As duas empresas, Kaspersky e Symantec, informaram, esta segunda-feira, que alguns pormenores técnicos que foram detetados numa versão inicial do código do vírus WannaCry são semelhantes ao código usado, em 2015, por hackers ligados à Coreia do Norte. Os piratas informáticos terão estado também implicados no ataque à Sony Pictures e são conhecidos por usarem a Bitcoin nas suas ameaças.

Esta terça-feira, também um perito em cibersegurança sul-coreano afirmou que existem mais provas circunstanciais de que a Coreia do Norte pode estar por detrás do ciberataque mundial.

O especialista explica que a forma como o vírus fez os computadores reféns é semelhante a outros ataques que já foram atribuídos à Coreia do Norte.

Simon Choi, director da companhia de anti-virus Hauri Inc., analisa vírus norte-coreanos desde 2008 e diz que a Coreia do Norte não é principiante no mundo das Bitcoins e tem “minado” a moeda digital utilizando programas maliciosos desde 2013.

As semelhanças foram inicialmente detetadas pelo analista de segurança da Google, Neal Mehta, e acabaram por ser ecoadas por outros investigadores, incluindo Matthieu Suiche, da UAE-based Comae Technologies.

Apesar das semelhanças detetadas, o facto de existir código informático partilhado não quer sempre dizer que se trata do mesmo grupo de piratas informáticos. Um grupo distinto pode simplesmente ter reutilizado o código de 2015 numa tentativa de confundir a origem do ataque.  No entanto, o facto das informações terem sido mais tarde retiradas enfraquece esta teoria, de acordo com a empresa russa Kaspersky.

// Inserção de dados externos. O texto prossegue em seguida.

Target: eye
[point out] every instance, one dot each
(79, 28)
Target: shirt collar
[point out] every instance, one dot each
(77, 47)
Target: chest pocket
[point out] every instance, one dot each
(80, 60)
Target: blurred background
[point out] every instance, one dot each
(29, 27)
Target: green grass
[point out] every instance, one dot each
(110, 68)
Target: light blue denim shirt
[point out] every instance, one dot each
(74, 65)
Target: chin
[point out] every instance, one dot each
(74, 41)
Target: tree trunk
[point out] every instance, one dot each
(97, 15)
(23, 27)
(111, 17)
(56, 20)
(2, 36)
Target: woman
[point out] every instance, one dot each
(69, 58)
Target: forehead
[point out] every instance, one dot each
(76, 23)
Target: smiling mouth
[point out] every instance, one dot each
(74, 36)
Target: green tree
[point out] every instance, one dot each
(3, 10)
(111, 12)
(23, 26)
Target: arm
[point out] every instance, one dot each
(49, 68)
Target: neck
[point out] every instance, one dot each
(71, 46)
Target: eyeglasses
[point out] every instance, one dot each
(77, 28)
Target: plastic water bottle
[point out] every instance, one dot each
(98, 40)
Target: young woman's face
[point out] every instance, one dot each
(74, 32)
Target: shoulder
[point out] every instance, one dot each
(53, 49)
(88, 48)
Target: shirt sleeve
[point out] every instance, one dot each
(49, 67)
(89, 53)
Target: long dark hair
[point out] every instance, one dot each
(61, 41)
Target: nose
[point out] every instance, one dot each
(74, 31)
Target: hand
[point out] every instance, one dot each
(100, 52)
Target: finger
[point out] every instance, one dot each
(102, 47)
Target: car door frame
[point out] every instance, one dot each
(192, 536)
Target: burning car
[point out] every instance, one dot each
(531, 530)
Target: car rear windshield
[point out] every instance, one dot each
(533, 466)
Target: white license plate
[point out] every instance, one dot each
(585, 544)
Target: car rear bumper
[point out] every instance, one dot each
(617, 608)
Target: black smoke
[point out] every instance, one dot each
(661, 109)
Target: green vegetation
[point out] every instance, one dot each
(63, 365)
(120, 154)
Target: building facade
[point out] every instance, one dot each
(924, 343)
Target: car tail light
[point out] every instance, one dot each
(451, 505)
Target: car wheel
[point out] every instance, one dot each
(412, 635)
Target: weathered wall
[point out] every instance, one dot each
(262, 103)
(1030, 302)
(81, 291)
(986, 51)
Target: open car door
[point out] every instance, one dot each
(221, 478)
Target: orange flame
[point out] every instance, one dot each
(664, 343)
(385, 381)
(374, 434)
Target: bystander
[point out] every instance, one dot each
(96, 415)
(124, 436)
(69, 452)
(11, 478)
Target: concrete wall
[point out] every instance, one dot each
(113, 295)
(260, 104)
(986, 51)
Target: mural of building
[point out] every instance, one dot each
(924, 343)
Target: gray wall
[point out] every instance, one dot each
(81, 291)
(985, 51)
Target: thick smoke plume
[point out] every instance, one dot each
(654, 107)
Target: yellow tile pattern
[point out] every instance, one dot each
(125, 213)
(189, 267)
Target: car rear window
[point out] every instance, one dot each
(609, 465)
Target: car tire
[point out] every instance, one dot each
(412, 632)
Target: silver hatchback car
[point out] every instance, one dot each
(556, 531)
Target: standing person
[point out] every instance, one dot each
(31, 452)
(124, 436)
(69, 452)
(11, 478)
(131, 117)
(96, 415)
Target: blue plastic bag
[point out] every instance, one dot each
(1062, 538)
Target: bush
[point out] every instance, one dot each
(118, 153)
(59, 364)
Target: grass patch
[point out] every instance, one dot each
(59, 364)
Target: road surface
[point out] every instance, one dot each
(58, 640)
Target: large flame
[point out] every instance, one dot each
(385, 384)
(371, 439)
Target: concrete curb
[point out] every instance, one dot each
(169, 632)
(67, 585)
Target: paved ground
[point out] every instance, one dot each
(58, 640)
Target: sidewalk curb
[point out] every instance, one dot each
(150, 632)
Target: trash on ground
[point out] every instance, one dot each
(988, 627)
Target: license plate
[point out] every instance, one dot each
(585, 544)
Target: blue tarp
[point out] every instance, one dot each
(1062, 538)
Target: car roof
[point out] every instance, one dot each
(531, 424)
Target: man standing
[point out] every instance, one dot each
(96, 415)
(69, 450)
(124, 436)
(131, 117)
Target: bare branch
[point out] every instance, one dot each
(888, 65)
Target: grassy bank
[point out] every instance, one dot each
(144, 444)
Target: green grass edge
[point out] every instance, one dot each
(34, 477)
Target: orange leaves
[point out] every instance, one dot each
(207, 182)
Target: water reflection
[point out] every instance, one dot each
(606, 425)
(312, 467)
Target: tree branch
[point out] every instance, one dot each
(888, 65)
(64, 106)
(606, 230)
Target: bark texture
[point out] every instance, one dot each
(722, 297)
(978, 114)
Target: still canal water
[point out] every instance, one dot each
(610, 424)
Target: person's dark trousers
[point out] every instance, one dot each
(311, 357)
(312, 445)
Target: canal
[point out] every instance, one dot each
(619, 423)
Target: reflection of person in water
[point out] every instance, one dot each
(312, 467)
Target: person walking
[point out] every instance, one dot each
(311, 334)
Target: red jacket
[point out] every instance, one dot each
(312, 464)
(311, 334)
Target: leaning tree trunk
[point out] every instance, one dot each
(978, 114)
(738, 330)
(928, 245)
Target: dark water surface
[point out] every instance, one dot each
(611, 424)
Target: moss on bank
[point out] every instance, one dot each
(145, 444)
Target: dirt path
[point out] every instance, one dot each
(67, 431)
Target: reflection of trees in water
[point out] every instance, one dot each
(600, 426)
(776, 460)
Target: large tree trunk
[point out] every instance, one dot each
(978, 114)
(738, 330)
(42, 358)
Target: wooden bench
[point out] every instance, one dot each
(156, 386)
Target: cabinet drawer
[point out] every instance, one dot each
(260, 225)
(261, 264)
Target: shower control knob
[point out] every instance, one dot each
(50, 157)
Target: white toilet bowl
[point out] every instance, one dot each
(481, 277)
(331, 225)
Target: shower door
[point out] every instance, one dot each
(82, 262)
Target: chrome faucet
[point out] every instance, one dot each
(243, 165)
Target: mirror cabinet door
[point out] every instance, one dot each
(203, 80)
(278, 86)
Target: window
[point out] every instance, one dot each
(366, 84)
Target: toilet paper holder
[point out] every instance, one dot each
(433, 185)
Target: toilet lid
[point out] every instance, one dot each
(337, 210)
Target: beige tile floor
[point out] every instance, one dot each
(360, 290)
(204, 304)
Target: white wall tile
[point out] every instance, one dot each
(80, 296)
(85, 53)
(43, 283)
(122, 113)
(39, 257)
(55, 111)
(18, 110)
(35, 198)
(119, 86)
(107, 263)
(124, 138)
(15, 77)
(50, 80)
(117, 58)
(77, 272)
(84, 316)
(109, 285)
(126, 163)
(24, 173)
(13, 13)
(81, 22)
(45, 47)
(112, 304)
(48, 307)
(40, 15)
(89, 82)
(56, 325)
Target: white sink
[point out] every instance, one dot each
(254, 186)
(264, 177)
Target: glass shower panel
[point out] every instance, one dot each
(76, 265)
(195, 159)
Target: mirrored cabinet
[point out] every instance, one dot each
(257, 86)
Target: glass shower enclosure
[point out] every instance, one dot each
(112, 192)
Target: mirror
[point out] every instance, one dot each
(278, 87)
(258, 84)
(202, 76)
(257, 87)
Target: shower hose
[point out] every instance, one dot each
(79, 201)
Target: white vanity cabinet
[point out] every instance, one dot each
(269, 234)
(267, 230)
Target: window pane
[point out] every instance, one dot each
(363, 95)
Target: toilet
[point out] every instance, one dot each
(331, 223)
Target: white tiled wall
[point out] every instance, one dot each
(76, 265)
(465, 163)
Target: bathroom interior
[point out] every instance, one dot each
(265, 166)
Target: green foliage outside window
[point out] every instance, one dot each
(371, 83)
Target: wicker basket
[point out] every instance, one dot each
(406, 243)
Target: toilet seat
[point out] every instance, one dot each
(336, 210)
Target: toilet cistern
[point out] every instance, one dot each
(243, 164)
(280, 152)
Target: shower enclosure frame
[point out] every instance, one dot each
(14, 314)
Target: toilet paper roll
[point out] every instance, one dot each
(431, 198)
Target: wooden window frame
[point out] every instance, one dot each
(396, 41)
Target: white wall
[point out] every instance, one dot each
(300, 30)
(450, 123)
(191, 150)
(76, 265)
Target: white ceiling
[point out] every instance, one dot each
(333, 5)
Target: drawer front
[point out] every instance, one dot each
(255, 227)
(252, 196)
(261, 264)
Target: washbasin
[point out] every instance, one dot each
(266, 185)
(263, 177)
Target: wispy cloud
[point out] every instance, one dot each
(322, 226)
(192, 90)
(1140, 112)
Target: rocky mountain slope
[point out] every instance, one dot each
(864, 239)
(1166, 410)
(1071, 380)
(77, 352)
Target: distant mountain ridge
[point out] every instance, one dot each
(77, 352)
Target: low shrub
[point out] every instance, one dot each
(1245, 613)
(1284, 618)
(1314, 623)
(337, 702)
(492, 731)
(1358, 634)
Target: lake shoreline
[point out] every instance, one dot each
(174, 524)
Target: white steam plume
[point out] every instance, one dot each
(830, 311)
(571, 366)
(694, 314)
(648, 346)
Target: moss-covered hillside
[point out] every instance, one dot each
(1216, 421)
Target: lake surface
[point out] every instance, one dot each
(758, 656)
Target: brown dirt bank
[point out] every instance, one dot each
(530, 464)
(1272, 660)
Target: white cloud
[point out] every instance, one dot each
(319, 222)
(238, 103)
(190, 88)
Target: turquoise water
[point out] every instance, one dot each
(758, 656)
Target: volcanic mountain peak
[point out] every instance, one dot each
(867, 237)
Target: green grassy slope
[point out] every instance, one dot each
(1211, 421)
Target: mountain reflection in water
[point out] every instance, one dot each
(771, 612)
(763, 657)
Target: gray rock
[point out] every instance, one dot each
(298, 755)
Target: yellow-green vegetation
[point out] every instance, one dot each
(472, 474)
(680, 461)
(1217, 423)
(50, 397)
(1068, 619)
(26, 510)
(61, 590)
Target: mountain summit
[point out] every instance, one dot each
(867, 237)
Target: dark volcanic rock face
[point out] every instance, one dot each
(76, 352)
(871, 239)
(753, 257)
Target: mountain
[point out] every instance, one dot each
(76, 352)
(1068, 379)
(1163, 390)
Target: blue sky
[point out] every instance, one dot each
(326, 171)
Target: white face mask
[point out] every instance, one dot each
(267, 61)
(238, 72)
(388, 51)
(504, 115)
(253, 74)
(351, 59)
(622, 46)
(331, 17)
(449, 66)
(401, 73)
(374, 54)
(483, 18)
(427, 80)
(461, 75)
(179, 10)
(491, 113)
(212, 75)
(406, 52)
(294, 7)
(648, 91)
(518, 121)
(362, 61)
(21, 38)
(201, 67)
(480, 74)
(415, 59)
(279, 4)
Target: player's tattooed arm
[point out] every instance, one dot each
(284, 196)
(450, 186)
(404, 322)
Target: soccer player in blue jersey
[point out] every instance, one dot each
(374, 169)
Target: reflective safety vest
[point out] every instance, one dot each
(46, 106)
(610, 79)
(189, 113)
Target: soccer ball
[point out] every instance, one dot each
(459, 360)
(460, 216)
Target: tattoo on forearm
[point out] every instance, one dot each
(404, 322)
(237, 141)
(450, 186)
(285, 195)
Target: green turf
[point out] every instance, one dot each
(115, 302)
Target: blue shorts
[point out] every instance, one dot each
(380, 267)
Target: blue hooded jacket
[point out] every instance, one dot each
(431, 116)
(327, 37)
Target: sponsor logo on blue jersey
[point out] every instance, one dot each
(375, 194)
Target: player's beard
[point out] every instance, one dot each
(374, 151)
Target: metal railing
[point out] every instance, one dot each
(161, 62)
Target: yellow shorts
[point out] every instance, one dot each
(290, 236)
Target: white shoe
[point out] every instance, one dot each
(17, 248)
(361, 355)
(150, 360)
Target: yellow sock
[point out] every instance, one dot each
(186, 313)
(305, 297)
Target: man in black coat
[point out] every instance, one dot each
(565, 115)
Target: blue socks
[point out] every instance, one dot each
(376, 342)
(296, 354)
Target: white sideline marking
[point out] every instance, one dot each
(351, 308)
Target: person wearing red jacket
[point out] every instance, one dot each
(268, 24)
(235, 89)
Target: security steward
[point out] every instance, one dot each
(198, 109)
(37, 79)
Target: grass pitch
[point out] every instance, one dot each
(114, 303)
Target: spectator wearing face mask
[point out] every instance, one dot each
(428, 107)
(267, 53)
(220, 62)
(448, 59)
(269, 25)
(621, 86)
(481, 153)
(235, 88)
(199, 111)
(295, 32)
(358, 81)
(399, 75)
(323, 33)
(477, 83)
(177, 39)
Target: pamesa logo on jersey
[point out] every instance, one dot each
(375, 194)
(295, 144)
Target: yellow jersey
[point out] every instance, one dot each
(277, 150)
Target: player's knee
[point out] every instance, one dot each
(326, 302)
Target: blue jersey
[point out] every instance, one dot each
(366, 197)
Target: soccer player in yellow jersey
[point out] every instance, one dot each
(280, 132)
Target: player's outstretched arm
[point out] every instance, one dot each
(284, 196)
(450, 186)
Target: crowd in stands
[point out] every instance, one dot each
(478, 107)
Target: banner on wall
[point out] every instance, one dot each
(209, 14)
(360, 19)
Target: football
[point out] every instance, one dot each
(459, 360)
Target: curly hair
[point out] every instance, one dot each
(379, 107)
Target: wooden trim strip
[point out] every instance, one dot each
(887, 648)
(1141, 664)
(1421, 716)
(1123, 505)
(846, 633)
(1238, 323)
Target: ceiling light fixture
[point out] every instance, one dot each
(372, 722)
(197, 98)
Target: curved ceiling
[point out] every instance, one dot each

“Nós acreditamos que é importante que outros investigadores de todo o mundo procurem estas semelhanças e tentem descobrir mais factos sobre a origem de WannaCry”, disse a empresa no post colocado no blog.

A Kaspersky é uma das empresas de segurança que tem estudado há vários anos o cibergang norte-coreano e em abril publicou um relatório detalhado sobre o modus operandi dos hackers.  

“Este nível de sofisticação é algo que normalmente não é encontrado no mundo do cibercrime. É algo que requer uma organização rígida e controlo de todas as fases da operação”, defendem.

A empresa adianta que também encontrou ataques com moradas de IP com origem na Coreia do Norte.

O vírus já atacou mais de 200 mil computadores, em 150 países, mas apesar de todas as suspeitas e de algumas provas circunstanciais não há ainda provas evidentes do envolvimento do país de Kim Jong-Un.

As autoridades tentam agora seguir a pista do dinheiro, mas até agora os suspeitos ainda não tocaram em nenhuma das três contas identificadas.